À 29 ans, Marion est à l’affiche de Ciel ! Mon placard au théâtre du Rond-Point (1). Dans ce vaudeville déjanté, elle est la « cantatrice finlandaise » et ponctue de respirations musicales les scènes. Ou plutôt de vocalises et de souffle, tant sa voix est claire et puissante. « Je suis Falcon. Pour situer, c’est entre la soprano dramatique et la mezzo. » Une tessiture liée à des rôles wagnériens, notamment. Ça tombe bien, elle adore le compositeur allemand. Dans la pièce, elle a imposé un morceau de rap. « Mon caprice. » Ado, elle prenait des cours de danse hip-hop à la Ligne 13. « Je fréquentais aussi L’Écran et le TGP », avant qu’elle n’emménage avec sa famille en centre-ville de Saint-Denis, à 14 ans. Elle a en effet passé son enfance à la Porte-de-la-Chapelle. 

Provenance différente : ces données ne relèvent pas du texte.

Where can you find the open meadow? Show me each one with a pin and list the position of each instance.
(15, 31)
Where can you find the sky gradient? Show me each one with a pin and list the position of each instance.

« Je suis Falcon. Pour situer, c’est entre la soprano dramatique et la mezzo. »

« À la maison, c’était l’auberge espagnole. Je baignais dans une sorte d’intelligentsia culturelle. » Quand elle a 6 ans, en CE1 (bonne élève, elle a sauté une classe), son père tombe sur une annonce de la Maîtrise de Paris pour ses classes à horaires aménagés musique (CHAM). Sa candidature n’est pas retenue. Sauf qu’à sa rentrée en CE2, à la faveur d’un désistement, elle est convoquée pour une audition « le lendemain » ! Branle bas de combat chez les Gomar. Elle présentera la comptine Tchou Tchou dans le train en bonne fille de cheminot qu’elle est. Ses parents redoute sa déception. Ils n’imaginent pas qu’une fille de « prolos » puisse intégrer ce milieu. Elle, confiante, sort de l’entrevue pouces levés : « C’est dans la poche ! » Ultra motivée, elle a séduit le directeur : « Elle est trop drôle. »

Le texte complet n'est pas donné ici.